If you want to make the most out of a world increasingly filled with AI tools, here’s a habit to develop: start taking screenshots. Lots of screenshots. Of anything and everything. Because for all the talk of voice modes, omnipresent cameras, and the multimodal future of everything, there might be no more valuable digital behavior than to press the buttons and save what you’re looking at.
Screenshots are the most universal method of capturing digital information. You can capture anything — well, almost anything, thanks a lot, Netflix! — with a few clicks, and save and share it to almost any device, app, or person. “It’s this portable data format,” says Johnny Bree, the founder of the digital storage app Fabric. “There’s nothing else that’s quite so portable that you can move between any piece of software.”
A screenshot contains a lot of information, like its source, contents, and even the time of the day in the corner of the screen. Most of all, it sends a crucial and complex signal; it says I care about this. We have countless new AI tools that aim to watch the world, our lives, and everything, and try to make sense of it all for us. These tools are mostly crap for lots of reasons but mostly because AI is pretty good at knowing what things are, but it’s rubbish at knowing whether they matter. A screenshot assigns value and tells the system it needs to pay attention.

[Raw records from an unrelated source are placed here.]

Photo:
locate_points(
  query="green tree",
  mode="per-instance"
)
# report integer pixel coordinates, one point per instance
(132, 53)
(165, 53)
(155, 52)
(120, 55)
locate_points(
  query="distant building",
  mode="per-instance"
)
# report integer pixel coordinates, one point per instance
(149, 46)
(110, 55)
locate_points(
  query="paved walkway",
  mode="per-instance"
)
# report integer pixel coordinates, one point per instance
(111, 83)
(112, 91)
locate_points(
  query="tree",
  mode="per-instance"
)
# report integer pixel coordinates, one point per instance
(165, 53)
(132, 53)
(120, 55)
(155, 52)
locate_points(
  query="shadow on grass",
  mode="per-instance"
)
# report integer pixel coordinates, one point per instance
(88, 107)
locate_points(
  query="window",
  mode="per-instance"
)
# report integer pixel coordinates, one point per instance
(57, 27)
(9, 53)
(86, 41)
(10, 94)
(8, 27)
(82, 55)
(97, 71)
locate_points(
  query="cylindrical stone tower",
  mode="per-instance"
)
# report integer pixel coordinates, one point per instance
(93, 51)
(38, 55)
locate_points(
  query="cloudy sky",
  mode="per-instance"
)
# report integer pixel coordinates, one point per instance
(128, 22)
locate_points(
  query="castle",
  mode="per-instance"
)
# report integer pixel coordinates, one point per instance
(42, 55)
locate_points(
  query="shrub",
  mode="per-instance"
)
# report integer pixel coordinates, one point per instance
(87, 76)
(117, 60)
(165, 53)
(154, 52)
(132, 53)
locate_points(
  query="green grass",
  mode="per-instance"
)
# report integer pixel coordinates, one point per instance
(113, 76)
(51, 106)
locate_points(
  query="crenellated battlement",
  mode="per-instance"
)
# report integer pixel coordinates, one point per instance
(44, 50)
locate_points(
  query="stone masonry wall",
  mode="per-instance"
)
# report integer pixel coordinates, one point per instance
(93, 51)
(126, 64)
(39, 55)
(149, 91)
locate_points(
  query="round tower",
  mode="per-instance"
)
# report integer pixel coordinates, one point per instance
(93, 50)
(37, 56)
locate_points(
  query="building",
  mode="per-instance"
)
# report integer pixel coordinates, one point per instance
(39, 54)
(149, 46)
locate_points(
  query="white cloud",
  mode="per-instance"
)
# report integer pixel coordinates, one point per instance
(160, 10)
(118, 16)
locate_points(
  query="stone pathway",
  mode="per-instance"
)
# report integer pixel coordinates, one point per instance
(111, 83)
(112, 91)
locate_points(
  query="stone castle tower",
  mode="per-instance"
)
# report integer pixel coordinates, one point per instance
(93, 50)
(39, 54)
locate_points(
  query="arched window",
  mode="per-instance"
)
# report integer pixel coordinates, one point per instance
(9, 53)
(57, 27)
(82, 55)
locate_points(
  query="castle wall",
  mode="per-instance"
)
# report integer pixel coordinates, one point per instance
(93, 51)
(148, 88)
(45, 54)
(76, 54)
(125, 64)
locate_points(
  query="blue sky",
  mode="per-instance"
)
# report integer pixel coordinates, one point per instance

Screenshots also put you, the user, in control in an important way. “If I give you access to all of my emails, all my WhatsApps, everything, there’s a lot of noise,” says Mattias Deserti, the head of smartphone marketing at Nothing. There’s simply no reason to save every email you receive or every webpage you visit — and that’s to say nothing of the privacy implications. “So what if, instead, you were able to start training the system yourself, feeding the system the information you want the system to know about you?” Rather than a tool like Microsoft Recall, which asks for unlimited access to everything, starting with screenshots lets you pick what you share.
Until now, screenshots have been a fairly blunt instrument. You snap one, and it gets saved to your camera roll, where it probably languishes, forgotten, until the end of time. (And don’t get me started on all the screenshots I take by accident, mostly of my lockscreen.) At best, you might be able to search for some text inside the image. But it’s more likely that you’ll just have to s scroll until you find it again.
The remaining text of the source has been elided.